The barrage de Grande Maison holds back a half-full pool of sky-reflecting blue. The only sound the water falling from the still-melting patches of snow. Before the barrage, coming down from Allemont (then up again), vertigo-inducing hairpin bends, a roller-coaster ride... above the barrage and lake, the Croix du Fer, look down the flower-strewn valleys and imagine snow and ice instead of this brilliant sunshine... it's easy, it isn't far away...
Mountain villages of Dutch holiday-makers, wooden houses, good bread and the occasional belled cow.
Down to St. Jean and St. Michel de Maurienne, could have been anywhere between Huddersfield and Halifax, an industrial grey valley bathed in a clean sunshine unknown in the English Pennines.
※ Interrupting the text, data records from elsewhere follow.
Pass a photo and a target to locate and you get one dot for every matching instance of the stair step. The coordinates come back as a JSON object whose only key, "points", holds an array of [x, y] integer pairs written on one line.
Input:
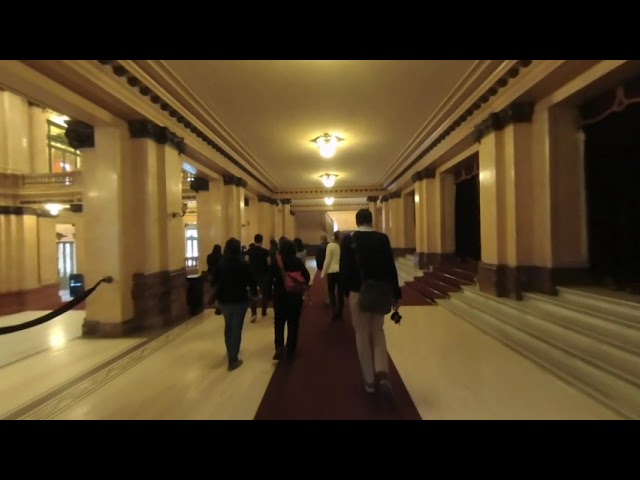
{"points": [[449, 279], [457, 272], [426, 290], [617, 332], [602, 305], [617, 394], [589, 349], [432, 282]]}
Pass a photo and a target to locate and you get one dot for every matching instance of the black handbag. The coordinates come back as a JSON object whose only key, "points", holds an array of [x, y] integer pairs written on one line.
{"points": [[376, 296]]}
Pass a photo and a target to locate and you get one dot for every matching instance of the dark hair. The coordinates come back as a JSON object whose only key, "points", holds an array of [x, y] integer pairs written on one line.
{"points": [[364, 217], [298, 244], [287, 248], [233, 248]]}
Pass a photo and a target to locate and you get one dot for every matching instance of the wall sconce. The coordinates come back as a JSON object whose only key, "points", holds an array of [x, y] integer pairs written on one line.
{"points": [[327, 144], [54, 208], [328, 179], [181, 213]]}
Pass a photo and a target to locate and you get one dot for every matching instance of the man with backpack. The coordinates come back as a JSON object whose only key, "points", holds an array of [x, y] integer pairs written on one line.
{"points": [[370, 281], [291, 279]]}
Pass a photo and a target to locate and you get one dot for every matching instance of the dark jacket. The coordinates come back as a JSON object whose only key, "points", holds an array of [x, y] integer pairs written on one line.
{"points": [[233, 277], [290, 265], [321, 254], [376, 261]]}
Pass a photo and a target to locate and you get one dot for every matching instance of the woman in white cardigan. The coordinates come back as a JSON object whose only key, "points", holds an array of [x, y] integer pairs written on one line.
{"points": [[331, 270]]}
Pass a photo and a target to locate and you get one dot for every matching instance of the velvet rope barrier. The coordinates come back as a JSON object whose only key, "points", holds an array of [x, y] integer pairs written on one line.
{"points": [[55, 313]]}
Winding up to the Col du Telegraph, a journey soon to be repeated by the Tour du France: the car didn't like the climb... imagine cycling it (and many do... you stop for a pause to look at the view and a slowly-passing, slowly-climbing cyclist calls, "bonjour" and smiles on his uphill way).
Pass through Valloir and on up and up towards the Col du Galibier. Forty kilometers of green desert: no trees, no shrubs: hot, dry, green-desert-with-flowers. Landscape-moonscape. Sharp peaks and smooth slopes, crumbling rocks and stepping-stone grass. Sit in the hot sun and feel the cool breeze whisper of snow. It's still there in folded patches, white and grey now.
At the Col, 2646 metres above, immense views over this summer-revealed landscape: the sounds of motors climbing to the top are hushed by the silent mountains. No-one talks. All are looking, looking at nature revealed in this short hot time between spring and autumn. Worthy of a long journey: a pagan pilgrimage to nature's altar. See it now: tomorrow it may gone: next year is a long way away...
From la Grave you can see the glaciers that hang over the town as the sun is melting the street. And then a waterfall drops out of the sky, white spray blowing away like a cloud from a mountain peak.
Grenoble is hot and grey and heavy after this.